Part5 Neural Networks Ⅰ
Coarse Neuron Model
Activation Function
Sigmoid has two major drawbacks:
- Saturates: When activation saturates at either tail of 0 or 1, the gradient is almost zero. It will kill the gradient and the network will barely learn.
- Not zero-centered: The output is always positive. If the gradient is concerning the output, each element of weight will descend in the same direction due to the same sign of the gradient, introducing undesirable zig-zagging dynamics.

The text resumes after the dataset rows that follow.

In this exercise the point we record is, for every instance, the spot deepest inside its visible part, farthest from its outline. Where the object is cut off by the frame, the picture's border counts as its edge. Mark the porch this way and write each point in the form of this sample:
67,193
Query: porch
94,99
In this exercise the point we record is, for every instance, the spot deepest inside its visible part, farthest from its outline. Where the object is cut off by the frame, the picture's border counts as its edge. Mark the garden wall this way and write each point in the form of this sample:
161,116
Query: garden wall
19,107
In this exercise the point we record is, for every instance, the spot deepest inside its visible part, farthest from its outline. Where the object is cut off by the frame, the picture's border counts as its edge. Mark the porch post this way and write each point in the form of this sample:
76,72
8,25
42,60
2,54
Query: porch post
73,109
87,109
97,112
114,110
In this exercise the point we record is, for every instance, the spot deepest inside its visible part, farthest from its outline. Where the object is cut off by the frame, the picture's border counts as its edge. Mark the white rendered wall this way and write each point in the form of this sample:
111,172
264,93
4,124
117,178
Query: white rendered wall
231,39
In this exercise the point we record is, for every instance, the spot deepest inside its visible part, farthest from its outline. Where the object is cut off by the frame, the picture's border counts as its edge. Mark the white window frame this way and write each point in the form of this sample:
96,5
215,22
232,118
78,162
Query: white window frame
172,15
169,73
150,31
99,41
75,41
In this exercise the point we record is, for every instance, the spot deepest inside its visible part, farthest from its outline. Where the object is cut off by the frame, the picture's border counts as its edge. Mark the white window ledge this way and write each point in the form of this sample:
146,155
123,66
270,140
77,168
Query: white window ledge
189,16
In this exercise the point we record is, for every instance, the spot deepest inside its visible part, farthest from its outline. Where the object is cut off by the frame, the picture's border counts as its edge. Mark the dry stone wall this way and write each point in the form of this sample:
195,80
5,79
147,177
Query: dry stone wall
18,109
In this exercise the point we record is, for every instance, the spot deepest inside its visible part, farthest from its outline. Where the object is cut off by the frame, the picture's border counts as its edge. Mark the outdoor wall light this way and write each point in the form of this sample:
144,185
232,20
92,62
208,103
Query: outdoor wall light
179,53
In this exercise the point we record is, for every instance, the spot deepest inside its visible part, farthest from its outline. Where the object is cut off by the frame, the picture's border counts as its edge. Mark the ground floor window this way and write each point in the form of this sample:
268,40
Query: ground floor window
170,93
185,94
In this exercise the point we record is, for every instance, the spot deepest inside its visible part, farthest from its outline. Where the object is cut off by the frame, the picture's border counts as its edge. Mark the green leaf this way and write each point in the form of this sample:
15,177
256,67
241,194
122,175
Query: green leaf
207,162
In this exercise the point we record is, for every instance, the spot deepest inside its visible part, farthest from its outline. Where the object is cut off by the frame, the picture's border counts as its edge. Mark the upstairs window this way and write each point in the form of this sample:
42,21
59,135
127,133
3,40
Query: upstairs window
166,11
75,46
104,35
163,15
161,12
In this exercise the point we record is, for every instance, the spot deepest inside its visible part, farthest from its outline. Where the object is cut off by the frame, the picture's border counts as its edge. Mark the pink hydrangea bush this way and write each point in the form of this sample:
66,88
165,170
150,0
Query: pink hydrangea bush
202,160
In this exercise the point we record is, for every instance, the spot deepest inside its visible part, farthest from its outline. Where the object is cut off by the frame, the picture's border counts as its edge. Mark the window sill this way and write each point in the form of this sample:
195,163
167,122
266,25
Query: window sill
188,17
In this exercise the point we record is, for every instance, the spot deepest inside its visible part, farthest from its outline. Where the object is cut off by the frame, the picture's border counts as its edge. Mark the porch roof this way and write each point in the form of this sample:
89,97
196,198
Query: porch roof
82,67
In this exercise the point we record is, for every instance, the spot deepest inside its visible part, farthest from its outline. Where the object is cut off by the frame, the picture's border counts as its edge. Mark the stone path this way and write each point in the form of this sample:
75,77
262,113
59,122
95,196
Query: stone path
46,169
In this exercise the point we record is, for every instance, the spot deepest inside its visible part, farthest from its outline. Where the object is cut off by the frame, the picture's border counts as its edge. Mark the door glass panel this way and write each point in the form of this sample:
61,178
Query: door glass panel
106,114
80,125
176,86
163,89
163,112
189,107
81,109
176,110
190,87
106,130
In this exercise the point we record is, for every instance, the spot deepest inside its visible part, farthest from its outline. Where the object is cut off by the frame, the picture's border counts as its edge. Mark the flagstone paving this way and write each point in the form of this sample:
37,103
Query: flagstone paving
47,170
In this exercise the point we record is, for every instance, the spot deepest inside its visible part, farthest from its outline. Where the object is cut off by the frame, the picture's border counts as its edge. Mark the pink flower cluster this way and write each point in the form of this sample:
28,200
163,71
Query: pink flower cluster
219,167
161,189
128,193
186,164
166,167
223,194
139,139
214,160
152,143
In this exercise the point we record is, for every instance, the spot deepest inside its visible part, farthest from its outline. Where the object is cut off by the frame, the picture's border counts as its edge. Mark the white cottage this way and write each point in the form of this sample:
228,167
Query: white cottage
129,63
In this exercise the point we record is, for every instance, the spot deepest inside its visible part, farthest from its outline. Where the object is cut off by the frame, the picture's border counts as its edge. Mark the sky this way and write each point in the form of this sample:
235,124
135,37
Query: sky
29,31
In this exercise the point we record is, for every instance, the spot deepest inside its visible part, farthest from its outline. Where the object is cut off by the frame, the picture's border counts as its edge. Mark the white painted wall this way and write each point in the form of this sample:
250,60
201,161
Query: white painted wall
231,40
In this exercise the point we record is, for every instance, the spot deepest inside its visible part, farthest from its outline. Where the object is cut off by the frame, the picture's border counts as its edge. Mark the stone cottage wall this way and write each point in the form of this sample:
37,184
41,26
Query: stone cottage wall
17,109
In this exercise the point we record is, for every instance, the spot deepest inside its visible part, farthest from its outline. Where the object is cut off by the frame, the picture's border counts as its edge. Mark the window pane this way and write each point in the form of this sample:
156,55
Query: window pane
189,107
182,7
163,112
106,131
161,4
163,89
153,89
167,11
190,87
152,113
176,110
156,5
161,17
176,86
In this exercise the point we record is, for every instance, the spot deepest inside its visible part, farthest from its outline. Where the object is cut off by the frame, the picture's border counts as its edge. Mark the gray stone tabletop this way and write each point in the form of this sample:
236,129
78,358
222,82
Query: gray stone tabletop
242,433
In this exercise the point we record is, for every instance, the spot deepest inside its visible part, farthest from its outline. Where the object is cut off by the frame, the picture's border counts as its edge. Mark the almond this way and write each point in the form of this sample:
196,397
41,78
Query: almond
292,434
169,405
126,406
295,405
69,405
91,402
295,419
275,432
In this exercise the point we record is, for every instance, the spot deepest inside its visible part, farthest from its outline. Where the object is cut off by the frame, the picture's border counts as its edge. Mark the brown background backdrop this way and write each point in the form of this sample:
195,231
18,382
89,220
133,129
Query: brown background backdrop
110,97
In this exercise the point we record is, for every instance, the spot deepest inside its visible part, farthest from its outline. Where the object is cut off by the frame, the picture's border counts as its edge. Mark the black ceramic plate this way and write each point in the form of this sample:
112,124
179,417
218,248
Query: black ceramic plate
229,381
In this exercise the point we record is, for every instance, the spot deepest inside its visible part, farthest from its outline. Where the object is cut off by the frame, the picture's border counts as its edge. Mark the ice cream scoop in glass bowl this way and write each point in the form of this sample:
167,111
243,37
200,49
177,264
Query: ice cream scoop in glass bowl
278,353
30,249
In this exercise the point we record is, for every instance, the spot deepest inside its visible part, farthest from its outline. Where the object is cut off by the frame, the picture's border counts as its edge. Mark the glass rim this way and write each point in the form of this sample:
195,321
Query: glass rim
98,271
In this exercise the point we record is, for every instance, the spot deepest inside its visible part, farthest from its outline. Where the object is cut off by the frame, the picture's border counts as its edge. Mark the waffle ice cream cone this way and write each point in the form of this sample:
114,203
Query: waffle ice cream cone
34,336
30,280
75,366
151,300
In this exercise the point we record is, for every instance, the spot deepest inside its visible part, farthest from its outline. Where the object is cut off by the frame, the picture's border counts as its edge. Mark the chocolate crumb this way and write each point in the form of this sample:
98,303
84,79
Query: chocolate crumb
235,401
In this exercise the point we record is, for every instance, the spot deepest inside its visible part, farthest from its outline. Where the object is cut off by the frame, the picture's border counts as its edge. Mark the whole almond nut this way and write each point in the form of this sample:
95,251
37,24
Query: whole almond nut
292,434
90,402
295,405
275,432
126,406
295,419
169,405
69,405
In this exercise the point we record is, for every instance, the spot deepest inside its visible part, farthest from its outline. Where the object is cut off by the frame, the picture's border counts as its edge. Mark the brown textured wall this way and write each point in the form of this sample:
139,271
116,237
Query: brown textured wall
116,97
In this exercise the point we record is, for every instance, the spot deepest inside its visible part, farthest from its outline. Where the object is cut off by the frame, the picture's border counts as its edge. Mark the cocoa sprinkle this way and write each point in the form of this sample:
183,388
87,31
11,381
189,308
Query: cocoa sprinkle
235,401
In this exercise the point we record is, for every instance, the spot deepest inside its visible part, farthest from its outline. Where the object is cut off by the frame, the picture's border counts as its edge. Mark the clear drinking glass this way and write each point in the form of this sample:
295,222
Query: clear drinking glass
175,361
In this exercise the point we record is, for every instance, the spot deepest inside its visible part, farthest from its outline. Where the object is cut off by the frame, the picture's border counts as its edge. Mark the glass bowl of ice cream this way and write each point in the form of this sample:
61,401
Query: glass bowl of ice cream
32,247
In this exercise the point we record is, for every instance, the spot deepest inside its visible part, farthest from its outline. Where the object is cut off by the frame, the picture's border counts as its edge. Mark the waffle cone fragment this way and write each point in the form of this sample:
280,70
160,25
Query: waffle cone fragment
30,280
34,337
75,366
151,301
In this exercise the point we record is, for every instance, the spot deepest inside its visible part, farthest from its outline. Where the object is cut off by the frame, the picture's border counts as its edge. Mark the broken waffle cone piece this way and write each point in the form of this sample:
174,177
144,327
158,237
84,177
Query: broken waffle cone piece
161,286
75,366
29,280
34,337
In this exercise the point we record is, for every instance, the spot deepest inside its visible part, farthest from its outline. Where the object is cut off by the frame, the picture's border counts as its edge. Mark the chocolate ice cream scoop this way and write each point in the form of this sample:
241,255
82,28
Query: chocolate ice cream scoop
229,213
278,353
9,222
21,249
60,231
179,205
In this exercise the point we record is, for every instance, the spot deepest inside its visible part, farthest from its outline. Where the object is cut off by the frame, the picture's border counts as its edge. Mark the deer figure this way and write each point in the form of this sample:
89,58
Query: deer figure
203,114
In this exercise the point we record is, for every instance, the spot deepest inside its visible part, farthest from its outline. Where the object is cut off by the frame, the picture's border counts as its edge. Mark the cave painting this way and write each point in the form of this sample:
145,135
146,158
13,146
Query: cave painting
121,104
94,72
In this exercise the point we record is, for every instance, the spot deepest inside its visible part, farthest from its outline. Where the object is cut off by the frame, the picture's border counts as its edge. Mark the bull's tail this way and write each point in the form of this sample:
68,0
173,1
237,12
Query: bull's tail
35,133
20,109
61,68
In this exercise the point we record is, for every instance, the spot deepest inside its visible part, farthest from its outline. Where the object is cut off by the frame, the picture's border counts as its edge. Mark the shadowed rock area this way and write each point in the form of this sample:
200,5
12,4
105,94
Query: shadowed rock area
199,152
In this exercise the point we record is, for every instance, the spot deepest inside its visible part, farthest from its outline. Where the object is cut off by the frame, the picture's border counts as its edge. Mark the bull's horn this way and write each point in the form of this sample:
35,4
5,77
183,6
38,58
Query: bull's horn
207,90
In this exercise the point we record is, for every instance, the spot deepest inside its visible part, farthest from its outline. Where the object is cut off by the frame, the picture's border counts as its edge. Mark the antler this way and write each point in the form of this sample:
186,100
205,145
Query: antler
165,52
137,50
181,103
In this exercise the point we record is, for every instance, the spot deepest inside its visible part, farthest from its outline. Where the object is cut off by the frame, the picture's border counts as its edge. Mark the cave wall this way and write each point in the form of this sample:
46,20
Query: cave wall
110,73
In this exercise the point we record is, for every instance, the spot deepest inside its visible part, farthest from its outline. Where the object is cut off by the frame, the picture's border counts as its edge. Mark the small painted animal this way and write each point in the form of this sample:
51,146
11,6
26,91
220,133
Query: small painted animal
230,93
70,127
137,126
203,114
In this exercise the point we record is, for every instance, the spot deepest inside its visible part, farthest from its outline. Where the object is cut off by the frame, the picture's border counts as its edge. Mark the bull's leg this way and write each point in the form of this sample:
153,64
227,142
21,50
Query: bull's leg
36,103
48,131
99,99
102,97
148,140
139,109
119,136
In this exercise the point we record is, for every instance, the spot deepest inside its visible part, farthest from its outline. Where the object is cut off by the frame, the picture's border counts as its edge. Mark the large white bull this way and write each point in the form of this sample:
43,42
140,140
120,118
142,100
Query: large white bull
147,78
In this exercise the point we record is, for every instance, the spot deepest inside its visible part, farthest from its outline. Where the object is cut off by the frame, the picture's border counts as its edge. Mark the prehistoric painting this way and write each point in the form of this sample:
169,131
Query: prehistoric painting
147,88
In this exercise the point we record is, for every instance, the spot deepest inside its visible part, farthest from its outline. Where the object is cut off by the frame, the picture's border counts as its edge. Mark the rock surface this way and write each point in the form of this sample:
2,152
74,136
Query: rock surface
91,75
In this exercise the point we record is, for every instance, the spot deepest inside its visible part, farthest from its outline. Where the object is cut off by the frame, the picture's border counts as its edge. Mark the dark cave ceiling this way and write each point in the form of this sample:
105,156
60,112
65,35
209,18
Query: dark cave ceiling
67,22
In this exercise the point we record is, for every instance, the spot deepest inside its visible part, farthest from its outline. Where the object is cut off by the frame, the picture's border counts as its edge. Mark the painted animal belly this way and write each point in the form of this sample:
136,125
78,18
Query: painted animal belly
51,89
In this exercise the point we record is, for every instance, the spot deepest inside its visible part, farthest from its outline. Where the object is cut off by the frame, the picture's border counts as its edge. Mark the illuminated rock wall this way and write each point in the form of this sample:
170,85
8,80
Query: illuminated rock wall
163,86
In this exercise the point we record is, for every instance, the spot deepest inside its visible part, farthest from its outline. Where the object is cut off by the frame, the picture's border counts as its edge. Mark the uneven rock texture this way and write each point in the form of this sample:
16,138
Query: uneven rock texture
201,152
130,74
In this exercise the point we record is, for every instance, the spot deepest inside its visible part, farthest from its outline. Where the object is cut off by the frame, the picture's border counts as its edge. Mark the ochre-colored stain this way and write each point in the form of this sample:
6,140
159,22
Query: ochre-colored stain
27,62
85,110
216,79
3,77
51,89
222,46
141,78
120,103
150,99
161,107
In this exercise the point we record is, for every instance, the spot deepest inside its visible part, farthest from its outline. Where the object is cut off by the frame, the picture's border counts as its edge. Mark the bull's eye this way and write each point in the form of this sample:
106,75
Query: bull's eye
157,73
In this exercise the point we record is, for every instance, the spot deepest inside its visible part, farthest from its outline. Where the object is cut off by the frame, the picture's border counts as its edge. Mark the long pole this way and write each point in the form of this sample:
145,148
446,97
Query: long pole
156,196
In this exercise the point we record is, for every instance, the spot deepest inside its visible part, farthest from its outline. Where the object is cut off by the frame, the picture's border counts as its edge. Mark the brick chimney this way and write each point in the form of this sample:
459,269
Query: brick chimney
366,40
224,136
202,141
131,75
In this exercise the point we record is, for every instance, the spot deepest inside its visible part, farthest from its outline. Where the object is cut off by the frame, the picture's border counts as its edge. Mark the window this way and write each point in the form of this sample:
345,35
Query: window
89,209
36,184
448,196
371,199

ReLU has one major drawback:
- Dying ReLU: A large gradient flowing through a ReLU neuron could cause the weights to update in such a way that the neuron will never activate on any datapoint again. If this happens, then the gradient flowing through the unit will forever be zero from that point on. That is, the ReLU units can irreversibly die during training since they can get knocked off the data manifold.
Note
What activation function should I use?
Always prefer ReLU;
Give Leaky ReLU, Maxout or Tanh a try;
Never use Sigmoid.
Layer-wise Organization
The most common layer type is the fully-connected layer in which neurons between two adjacent layers are fully pairwise connected, but neurons within a single layer share no connections. It is actually a combination of $f=Wx+b$ and an activation function. (Notice that the output layer has no activation function.)
Note
Naming Conventions:
When we say $N$-layer neural network, we do not count the input layer. Therefore, a single-layer neural network describes a network with no hidden layers.